Quer über die Kreuzung am Anfang der Dingworthstraße steht das Moritzkugel-Denkmal. Es wurde von Prenzler zur Erinnerung an die Blütezeit der Bürgerinitiativen geschaffen, in Berlin als Grabstein für Lebende ausgezeichnet und dann der Stadt geschenkt. Es sollte der Auftakt für eine einfallsreiche „Möblierung“ der Dingworthstraße sein, blieb aber bislang vereinzelt.

Folgekosten? Auch hier war Prenzler kürzlich mit Wasser und Bürste tätig.
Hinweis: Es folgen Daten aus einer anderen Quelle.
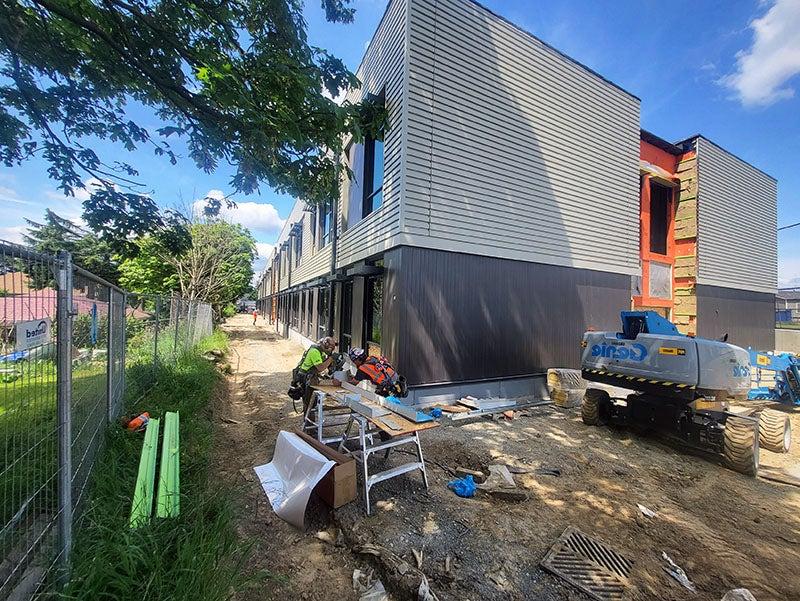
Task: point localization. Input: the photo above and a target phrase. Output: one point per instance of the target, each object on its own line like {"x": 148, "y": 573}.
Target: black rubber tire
{"x": 741, "y": 445}
{"x": 590, "y": 407}
{"x": 774, "y": 431}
Diese Auflistung legt nahe: Zumindest am Moritzberg ist das Interesse an der Gestaltung des öffentlichen Raums lebendig – auch ohne Verträge, Patenschaften und Organisationsrahmen für ehrenamtliche Arbeit. „Ist ja für uns“, war bisher die Begründung für den stillschweigenden Einsatz. Die Belohnung lag im gemeinsamen Entscheiden und Handeln, in dem kleinen Stolz, selbstbestimmt etwas für alle geschaffen zu haben – in dem erkämpften Freiraum, der gemeinsam gefundenen Identität. Das alles geht auch mit verpflichtendem Pflegevertrag, mit offizieller Patenschaft – aber durch die Formalitäten bleibt die Unmittelbarkeit und die Selbstverständlichkeit des Engagements auf der Strecke, geht die Freude am eigenverantwortlichen Tun eher unter. Es heißt dann nicht mehr: „Ist doch für uns“, sondern „Das ist für die Stadt“.